The board annually approves tactical plans that are essentially blueprints for staff as they work toward target portfolio allocations in the two asset classes, Ms. Goltermann said.
Separately, trustees will interview finalists at their Nov. 2-3 board meeting in their searches for an active domestic large-cap growth equity manager to run $400 million and an active domestic small-cap to midcap equity manager to run $200 million, said Ms. Goltermann. Finalists have not been selected.
Also, consultant R.V. Kuhns presented preliminary findings as part of its ongoing asset allocation review, and final recommendations will be presented to the board at the Nov. 2-3 meeting, Ms. Goltermann said.
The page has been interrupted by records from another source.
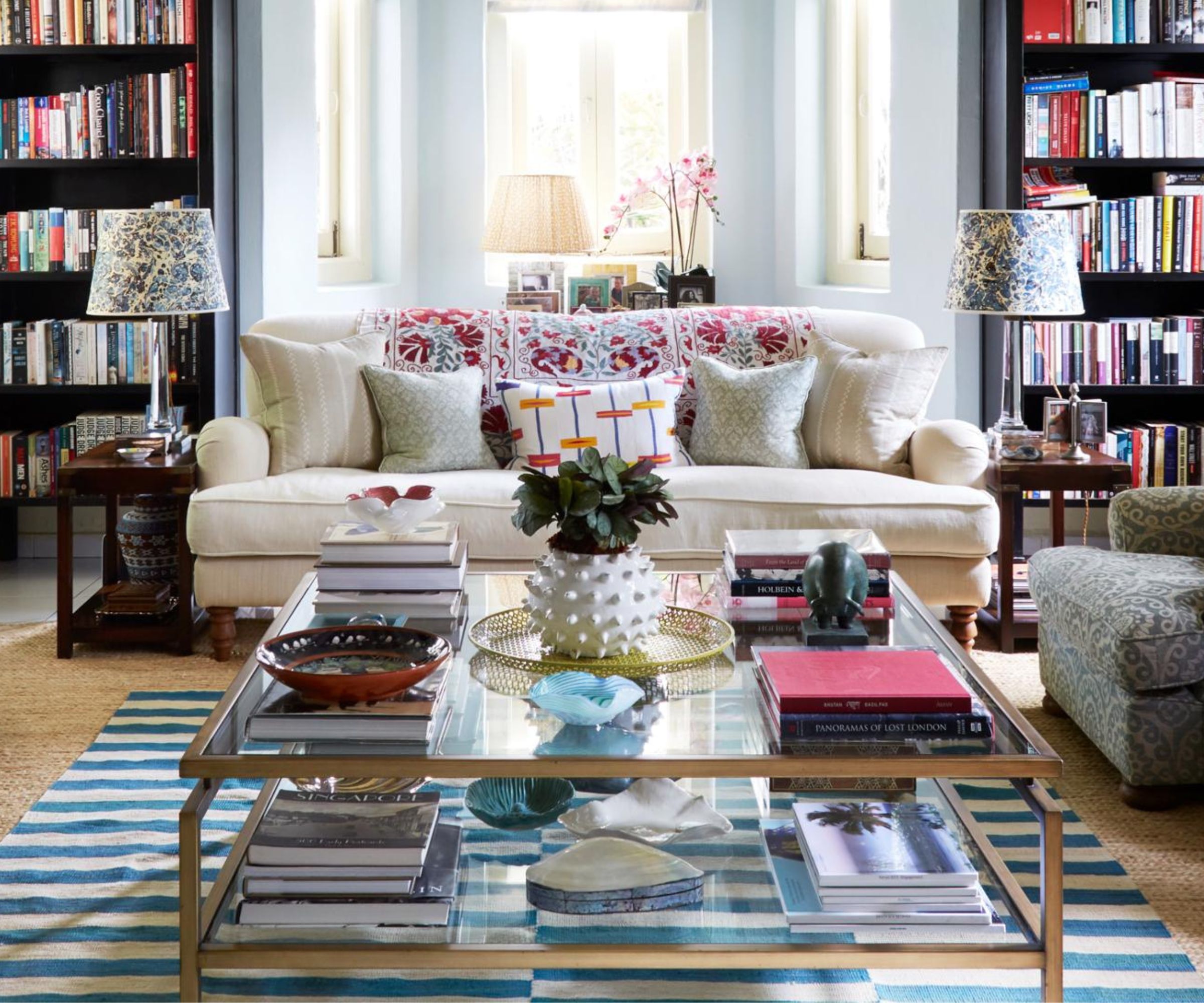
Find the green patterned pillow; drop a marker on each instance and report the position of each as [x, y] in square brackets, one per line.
[750, 418]
[430, 422]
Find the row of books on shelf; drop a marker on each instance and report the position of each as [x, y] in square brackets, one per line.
[1066, 117]
[849, 867]
[57, 240]
[141, 116]
[31, 461]
[1114, 22]
[1120, 351]
[351, 859]
[59, 353]
[98, 22]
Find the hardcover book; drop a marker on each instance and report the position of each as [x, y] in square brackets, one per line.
[889, 681]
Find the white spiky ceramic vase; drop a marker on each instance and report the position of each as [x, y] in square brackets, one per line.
[594, 606]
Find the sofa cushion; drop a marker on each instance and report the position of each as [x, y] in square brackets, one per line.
[1138, 618]
[429, 419]
[864, 407]
[558, 349]
[630, 418]
[287, 515]
[317, 407]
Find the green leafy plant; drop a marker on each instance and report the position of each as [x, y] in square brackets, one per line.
[599, 505]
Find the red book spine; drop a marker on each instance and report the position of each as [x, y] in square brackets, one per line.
[191, 106]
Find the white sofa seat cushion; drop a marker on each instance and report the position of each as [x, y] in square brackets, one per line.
[286, 515]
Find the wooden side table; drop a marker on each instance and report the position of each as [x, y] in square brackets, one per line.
[1008, 479]
[99, 472]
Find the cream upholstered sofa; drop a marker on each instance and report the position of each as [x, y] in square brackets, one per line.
[254, 535]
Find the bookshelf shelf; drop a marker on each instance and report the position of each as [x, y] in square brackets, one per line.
[88, 164]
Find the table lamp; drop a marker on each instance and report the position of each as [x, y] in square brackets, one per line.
[1015, 263]
[157, 263]
[539, 215]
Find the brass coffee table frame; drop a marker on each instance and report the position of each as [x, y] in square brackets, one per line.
[200, 914]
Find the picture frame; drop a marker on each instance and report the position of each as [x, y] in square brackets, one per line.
[593, 292]
[691, 290]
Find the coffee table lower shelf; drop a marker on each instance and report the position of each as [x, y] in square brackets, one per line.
[203, 917]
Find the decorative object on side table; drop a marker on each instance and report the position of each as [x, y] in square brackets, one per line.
[157, 263]
[352, 664]
[612, 876]
[836, 583]
[657, 812]
[389, 511]
[1015, 264]
[584, 699]
[595, 594]
[518, 802]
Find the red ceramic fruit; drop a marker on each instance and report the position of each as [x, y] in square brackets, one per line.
[352, 664]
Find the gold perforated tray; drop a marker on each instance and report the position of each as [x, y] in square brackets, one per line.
[687, 637]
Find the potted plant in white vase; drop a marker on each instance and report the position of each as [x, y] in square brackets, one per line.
[595, 594]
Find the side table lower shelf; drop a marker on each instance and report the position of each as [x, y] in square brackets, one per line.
[209, 941]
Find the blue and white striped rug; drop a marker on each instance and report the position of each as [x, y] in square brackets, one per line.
[88, 900]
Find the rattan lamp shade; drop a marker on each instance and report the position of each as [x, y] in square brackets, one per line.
[539, 215]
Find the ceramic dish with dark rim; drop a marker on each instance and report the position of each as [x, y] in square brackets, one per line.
[352, 664]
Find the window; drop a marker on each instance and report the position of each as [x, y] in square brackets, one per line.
[859, 133]
[342, 59]
[604, 95]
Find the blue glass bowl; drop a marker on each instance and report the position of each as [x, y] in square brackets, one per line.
[518, 802]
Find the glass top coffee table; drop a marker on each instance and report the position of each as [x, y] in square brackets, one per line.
[701, 725]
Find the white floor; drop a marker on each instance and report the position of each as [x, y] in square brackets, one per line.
[29, 587]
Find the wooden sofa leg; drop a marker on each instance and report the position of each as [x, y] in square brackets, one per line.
[1150, 799]
[964, 625]
[222, 631]
[1052, 707]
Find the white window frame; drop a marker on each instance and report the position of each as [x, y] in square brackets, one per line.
[850, 259]
[688, 109]
[344, 44]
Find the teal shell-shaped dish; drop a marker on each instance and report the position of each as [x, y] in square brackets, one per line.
[518, 802]
[584, 699]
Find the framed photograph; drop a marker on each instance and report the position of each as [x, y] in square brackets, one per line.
[691, 290]
[1058, 413]
[646, 300]
[593, 292]
[1093, 422]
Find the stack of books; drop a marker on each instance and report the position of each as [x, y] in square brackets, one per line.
[760, 587]
[418, 575]
[894, 695]
[351, 860]
[412, 719]
[854, 867]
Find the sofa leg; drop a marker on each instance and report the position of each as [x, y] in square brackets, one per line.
[1150, 799]
[222, 631]
[1052, 707]
[964, 625]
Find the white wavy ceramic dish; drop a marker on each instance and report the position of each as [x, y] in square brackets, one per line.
[584, 699]
[655, 812]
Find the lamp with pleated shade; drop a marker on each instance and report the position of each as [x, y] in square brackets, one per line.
[157, 263]
[539, 215]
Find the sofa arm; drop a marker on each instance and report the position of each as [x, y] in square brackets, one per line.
[230, 451]
[949, 452]
[1159, 521]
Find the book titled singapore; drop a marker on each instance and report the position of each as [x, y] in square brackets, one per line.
[882, 843]
[303, 827]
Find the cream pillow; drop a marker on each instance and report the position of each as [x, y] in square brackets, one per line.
[864, 409]
[317, 410]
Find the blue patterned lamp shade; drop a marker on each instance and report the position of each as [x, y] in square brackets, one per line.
[156, 263]
[1014, 263]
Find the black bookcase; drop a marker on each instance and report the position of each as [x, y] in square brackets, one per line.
[1007, 61]
[122, 184]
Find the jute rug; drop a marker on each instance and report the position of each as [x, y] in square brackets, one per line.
[56, 708]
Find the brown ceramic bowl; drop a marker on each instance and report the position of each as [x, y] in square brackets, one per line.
[352, 664]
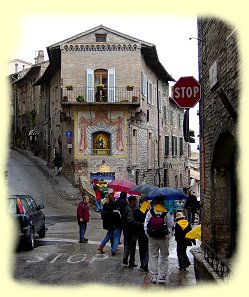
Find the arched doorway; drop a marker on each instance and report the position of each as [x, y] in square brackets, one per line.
[224, 199]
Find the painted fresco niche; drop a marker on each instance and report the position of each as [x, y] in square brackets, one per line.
[101, 143]
[100, 133]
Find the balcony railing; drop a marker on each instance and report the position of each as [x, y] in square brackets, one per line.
[86, 95]
[101, 151]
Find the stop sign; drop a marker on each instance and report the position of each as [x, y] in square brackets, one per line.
[186, 92]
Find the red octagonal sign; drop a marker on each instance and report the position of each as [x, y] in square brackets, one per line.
[186, 92]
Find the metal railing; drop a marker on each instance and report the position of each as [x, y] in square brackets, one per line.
[106, 95]
[101, 151]
[220, 268]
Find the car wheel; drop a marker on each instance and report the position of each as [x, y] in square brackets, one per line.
[31, 241]
[42, 232]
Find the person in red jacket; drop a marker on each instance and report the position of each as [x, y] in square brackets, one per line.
[83, 217]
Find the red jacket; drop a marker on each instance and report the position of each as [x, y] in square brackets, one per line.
[83, 212]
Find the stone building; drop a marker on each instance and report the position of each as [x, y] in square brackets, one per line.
[27, 124]
[107, 112]
[219, 78]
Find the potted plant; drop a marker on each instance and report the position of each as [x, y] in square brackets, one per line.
[130, 87]
[69, 87]
[80, 98]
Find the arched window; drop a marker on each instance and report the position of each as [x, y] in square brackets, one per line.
[101, 143]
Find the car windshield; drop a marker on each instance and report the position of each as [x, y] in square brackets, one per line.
[15, 206]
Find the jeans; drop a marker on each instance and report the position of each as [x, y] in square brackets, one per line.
[109, 236]
[99, 206]
[116, 238]
[82, 228]
[143, 249]
[130, 247]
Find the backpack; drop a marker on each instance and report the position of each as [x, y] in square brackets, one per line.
[157, 227]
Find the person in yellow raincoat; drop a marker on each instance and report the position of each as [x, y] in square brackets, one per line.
[194, 233]
[182, 227]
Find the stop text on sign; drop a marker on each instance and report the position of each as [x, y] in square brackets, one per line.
[186, 92]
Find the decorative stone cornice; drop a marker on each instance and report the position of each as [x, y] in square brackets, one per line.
[100, 47]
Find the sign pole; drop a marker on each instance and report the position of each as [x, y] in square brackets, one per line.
[187, 124]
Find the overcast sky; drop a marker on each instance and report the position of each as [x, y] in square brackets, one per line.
[170, 35]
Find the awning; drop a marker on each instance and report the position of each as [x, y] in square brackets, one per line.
[33, 132]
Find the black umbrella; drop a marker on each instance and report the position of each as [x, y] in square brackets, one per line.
[144, 189]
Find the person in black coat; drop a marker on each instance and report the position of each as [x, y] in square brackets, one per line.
[107, 217]
[182, 227]
[142, 239]
[191, 207]
[131, 229]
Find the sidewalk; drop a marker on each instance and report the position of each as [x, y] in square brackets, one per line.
[176, 278]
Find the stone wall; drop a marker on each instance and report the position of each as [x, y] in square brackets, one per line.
[219, 70]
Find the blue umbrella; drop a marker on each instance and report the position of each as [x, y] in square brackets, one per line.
[167, 193]
[144, 189]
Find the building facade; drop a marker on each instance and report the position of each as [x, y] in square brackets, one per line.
[220, 81]
[106, 111]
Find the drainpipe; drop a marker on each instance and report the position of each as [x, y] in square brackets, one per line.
[158, 136]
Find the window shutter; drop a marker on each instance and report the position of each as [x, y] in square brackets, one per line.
[181, 146]
[173, 145]
[164, 113]
[160, 100]
[142, 82]
[166, 145]
[90, 85]
[111, 85]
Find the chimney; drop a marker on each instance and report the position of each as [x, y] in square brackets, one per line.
[40, 57]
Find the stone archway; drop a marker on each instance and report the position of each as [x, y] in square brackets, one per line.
[224, 200]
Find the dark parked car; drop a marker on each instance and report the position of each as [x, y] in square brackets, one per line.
[30, 218]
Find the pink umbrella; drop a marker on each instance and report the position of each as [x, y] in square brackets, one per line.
[123, 185]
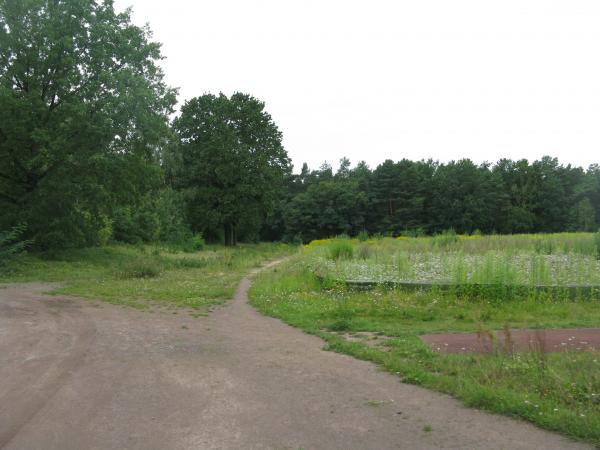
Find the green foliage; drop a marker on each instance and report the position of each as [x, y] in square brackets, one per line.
[363, 236]
[232, 162]
[561, 386]
[190, 280]
[341, 249]
[142, 267]
[11, 244]
[445, 239]
[364, 251]
[84, 113]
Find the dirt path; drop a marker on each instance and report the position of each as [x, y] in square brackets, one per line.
[78, 376]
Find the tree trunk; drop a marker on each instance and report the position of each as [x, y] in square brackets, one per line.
[230, 234]
[227, 230]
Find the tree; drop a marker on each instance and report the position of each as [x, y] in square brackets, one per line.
[233, 162]
[83, 113]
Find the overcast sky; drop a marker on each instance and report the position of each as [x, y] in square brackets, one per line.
[375, 79]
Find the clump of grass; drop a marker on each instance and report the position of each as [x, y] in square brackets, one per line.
[141, 268]
[445, 239]
[364, 251]
[189, 263]
[363, 236]
[341, 248]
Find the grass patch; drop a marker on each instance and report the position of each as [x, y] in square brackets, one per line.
[556, 391]
[141, 275]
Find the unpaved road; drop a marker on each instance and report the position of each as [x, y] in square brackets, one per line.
[81, 377]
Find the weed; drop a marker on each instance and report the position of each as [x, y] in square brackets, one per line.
[141, 268]
[341, 249]
[363, 236]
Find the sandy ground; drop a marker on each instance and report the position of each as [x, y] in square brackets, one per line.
[74, 375]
Remaining on watch for organizational concerns were: BlackRock, which manages $1.3 billion in core-plus fixed income; Boston Partners, $861 million in active domestic large-cap value equity; and Harris Associates, $507 million in active international equity. Remaining on the system's automatic watchlist for failing to meet preset benchmarks were: active domestic small-cap value equity managers Byram Capital Management, which manages $203 million, and LSV Asset Management, which manages $718 million; active domestic small-cap to midcap growth equity manager Delaware Investments, which manages $353 million; and active international equity managers INVESCO, which manages $1 billion, and Jarislowsky Fraser, which manages $468 million.